The worst flaw with the help is the data "stack". The variable data is supposed to contain an "n-d data stack". But that is as much as we are ever told. What/where are the independent variables? What/where is the dependent variable (i.e., the aim)? How are we to know how to use this if we must guess?
Next, fit_nl includes a nested function. F, that computes the likelihood of a 3D Gaussian. What happens if your problem is not a 3-d gaussian?
Next, look at fit_func. This offers a small variety of standard specific model types, but the help is VERY INCOMPLETE here. You are not told how to use it, or what the model types are or what they mean.
This submission really would benefit from better help. It feels like the author put it all together, but then got bored at the end, not wanting to invest the extra work to make it useable.

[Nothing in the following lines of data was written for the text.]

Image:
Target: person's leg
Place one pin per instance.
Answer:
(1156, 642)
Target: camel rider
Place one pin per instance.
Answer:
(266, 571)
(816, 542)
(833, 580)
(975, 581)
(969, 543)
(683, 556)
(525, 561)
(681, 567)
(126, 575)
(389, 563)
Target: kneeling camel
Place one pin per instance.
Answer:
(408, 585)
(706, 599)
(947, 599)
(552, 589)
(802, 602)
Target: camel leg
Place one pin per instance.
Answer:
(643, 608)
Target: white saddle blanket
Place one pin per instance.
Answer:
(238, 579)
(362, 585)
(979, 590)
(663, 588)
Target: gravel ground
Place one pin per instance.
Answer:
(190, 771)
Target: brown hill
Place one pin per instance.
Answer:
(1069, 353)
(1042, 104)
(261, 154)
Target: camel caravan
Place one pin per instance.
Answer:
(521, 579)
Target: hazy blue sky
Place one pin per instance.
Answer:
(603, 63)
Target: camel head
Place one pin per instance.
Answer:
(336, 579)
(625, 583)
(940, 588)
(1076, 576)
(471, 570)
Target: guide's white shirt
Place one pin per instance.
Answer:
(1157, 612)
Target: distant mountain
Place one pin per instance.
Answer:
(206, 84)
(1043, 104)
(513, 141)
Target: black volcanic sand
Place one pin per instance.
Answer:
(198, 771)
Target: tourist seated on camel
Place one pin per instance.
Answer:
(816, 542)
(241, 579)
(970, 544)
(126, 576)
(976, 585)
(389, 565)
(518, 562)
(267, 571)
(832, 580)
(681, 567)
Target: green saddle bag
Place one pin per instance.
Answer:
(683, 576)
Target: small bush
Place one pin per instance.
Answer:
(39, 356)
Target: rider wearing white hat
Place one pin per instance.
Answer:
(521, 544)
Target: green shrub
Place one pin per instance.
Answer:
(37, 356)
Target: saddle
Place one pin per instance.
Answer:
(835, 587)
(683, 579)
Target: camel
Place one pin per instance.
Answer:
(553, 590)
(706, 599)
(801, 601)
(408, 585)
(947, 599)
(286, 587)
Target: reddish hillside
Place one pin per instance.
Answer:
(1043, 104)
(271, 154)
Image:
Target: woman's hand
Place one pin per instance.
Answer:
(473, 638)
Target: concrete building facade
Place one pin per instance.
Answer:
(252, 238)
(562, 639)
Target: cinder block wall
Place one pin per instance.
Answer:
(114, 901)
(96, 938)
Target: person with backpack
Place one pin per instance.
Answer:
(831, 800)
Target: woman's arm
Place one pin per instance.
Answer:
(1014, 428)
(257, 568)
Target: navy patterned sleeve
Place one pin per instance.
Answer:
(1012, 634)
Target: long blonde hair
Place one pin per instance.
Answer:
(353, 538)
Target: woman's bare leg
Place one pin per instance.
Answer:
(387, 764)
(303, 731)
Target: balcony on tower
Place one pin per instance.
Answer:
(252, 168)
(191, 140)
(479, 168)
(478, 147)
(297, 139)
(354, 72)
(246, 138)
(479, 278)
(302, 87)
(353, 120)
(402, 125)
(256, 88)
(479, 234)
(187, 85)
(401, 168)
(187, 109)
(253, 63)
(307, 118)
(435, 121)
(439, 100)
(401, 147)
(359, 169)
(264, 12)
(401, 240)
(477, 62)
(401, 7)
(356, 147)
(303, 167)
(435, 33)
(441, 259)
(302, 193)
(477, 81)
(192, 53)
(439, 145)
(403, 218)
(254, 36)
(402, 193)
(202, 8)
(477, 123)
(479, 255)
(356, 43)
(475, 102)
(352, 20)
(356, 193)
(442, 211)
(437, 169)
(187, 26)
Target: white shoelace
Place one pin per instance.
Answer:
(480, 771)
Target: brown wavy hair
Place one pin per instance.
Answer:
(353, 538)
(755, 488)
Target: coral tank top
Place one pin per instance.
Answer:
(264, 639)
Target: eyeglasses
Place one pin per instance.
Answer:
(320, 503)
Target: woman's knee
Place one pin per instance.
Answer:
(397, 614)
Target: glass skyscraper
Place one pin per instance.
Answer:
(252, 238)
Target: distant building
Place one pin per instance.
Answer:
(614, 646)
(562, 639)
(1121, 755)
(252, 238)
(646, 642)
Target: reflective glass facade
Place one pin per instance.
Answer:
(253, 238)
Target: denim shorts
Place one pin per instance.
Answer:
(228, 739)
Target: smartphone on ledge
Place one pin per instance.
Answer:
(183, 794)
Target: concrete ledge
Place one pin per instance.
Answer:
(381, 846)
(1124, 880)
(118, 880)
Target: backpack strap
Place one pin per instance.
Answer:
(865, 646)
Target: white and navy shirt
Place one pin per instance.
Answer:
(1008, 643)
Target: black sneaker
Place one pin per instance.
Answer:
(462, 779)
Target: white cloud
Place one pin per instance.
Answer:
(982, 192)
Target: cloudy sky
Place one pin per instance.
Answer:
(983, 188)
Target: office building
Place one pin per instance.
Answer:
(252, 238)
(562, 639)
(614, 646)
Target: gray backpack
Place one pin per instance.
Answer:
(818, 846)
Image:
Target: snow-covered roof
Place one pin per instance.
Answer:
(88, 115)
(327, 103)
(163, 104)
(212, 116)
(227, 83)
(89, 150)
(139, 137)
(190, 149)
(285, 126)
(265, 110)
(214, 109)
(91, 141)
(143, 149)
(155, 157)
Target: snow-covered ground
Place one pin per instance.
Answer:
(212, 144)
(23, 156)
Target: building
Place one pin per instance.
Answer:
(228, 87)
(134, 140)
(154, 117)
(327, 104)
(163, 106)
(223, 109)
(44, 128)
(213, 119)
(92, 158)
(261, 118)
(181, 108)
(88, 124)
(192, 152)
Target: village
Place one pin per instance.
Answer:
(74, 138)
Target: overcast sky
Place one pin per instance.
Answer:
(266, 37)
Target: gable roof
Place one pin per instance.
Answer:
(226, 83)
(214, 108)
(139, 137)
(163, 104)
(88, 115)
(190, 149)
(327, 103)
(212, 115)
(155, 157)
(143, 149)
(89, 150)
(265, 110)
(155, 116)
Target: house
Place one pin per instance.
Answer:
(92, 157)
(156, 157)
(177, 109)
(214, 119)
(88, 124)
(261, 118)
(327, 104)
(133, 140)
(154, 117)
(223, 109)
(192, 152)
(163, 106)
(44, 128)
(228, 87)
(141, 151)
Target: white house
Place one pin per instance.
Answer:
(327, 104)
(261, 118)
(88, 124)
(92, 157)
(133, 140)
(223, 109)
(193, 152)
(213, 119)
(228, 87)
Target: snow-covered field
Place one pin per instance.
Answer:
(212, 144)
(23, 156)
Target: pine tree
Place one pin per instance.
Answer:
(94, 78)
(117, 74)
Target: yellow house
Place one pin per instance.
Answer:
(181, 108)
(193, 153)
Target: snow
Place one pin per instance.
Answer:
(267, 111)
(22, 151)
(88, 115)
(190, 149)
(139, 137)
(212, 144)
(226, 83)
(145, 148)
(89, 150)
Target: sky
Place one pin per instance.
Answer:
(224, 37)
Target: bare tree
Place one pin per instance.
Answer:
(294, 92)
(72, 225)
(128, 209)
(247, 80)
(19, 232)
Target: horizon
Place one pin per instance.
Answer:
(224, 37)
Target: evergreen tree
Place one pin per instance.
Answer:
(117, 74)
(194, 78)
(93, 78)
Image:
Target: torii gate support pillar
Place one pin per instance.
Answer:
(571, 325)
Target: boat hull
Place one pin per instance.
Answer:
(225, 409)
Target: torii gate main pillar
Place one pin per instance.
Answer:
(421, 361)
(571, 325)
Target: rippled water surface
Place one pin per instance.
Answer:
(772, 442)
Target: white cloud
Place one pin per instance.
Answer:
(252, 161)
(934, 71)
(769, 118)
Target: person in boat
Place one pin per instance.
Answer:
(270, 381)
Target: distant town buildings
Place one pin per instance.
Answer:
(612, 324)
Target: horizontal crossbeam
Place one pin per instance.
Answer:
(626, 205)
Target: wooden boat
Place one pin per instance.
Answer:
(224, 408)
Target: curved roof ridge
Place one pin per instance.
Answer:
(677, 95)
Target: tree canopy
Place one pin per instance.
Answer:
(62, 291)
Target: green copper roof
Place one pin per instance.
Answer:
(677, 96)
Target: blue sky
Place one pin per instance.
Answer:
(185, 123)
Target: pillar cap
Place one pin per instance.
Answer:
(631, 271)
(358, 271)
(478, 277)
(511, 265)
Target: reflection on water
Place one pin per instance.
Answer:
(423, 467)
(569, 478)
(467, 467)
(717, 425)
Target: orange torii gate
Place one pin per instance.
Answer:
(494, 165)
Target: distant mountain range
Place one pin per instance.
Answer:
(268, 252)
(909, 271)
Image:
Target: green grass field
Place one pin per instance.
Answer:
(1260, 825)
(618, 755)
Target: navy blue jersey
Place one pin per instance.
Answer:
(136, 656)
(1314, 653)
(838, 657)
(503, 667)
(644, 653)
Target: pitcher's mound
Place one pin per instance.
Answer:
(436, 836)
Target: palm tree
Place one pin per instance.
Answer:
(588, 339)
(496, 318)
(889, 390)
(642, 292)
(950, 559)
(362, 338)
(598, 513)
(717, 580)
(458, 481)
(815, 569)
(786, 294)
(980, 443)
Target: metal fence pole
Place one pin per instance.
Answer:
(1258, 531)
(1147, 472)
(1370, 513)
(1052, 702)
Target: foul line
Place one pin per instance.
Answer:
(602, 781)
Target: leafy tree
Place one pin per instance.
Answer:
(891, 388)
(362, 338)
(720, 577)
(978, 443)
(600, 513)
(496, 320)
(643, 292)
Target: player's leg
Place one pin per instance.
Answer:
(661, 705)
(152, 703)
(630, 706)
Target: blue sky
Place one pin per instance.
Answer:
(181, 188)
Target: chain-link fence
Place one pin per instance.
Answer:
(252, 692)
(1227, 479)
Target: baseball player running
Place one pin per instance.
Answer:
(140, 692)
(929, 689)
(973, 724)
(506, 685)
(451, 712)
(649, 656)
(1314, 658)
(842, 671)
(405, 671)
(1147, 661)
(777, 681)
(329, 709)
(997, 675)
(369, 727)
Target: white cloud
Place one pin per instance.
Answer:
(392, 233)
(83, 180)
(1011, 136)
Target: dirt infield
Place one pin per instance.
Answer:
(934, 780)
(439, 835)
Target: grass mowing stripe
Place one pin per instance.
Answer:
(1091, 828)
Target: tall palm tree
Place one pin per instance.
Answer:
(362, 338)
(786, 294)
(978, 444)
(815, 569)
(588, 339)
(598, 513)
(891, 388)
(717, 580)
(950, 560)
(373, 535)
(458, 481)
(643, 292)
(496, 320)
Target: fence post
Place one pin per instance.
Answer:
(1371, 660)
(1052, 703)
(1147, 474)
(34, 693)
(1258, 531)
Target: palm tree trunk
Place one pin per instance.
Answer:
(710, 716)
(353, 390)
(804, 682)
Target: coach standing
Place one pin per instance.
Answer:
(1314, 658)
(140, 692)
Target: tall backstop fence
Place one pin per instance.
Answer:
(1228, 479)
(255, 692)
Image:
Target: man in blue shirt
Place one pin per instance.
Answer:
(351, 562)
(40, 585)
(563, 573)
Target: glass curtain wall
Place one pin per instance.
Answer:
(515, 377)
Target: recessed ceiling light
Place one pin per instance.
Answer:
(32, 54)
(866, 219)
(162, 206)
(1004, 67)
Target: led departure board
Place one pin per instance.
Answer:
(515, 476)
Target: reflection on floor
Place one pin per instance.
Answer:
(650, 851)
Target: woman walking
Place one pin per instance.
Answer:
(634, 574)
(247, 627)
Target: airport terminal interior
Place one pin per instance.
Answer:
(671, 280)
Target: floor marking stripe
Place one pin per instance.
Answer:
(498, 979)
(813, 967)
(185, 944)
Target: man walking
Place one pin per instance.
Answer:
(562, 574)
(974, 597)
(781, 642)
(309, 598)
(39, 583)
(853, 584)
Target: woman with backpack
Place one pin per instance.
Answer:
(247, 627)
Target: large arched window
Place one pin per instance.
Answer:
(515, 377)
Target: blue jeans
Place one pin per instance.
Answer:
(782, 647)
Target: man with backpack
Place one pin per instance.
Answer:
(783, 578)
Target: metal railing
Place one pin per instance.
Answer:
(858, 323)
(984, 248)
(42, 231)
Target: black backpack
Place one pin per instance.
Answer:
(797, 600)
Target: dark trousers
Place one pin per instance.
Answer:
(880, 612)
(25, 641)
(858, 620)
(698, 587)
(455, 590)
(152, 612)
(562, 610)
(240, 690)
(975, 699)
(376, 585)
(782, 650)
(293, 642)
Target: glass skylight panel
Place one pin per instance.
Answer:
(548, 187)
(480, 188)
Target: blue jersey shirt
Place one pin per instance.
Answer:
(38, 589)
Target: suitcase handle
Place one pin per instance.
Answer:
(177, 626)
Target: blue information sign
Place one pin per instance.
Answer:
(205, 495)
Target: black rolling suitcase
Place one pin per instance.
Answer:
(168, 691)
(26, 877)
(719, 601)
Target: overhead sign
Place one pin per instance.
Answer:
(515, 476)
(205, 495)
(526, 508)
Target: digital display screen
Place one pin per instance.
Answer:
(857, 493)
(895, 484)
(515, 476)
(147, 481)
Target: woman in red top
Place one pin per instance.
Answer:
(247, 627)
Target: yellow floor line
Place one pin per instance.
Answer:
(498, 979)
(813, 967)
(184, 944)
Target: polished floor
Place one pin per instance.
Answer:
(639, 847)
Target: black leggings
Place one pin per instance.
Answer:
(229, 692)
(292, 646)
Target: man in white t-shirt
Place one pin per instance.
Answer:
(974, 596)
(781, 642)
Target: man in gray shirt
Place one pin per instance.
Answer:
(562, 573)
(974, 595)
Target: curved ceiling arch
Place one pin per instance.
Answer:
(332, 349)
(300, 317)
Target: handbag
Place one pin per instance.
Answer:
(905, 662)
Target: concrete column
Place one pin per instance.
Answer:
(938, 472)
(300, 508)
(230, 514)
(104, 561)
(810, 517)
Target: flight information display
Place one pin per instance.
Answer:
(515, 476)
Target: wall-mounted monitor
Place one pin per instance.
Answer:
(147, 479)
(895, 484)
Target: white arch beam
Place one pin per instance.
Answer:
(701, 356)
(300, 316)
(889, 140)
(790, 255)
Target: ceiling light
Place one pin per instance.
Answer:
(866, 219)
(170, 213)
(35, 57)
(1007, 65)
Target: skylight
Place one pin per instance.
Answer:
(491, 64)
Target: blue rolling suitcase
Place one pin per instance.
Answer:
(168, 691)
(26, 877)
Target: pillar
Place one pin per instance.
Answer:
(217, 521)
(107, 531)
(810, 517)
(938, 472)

There is error checking in the code, although not a huge amount. Think about what the user can screw up, and give them some help! Give them a hint about what you see that has gone wrong.
Were there things I did like about this submission? Yes. The help is clean and readable, and nicely laid out. The few error checks that are in the code are good. There is pretty good internal commenting provided, so if you want to read (or debug) the code, you might be able to work through it. One thing that might be somewhat useful is the ability to fix an unknown. Every once in a while someone asks to do this. Its pretty trivial to do in any optimizer anyway, so I can't be too excited about it.
Overall, I originally considered giving this code a higher rating. The problems I mention above, along with some others suggest this code is not fully thought out. While I'm sure the author knows how to use it for their own purposes, they don't give good enough help to explain its use to anyone else, and I'm not at all comfortable asserting that it can be easily used for other model forms that are not already programmed. Again, I'm sure the author thinks it is good, but the semi-complete help is very inadequate here. Given that this solves absolutely no problems that are already not directly solved by use of lsqcurvefit or lsqnonlin, I have a hard time giving it a higher rating than a 2.
Were the many problems I've described above to be repaired, I'd consider revising my rating upwards. Even then I'd still wonder why this code exists in the first place.
Some bugs, better help, more comments, error checks, a better test routine and a little bit more features ... version 2.
Added more comments, especially on order of parameters for builtin functions.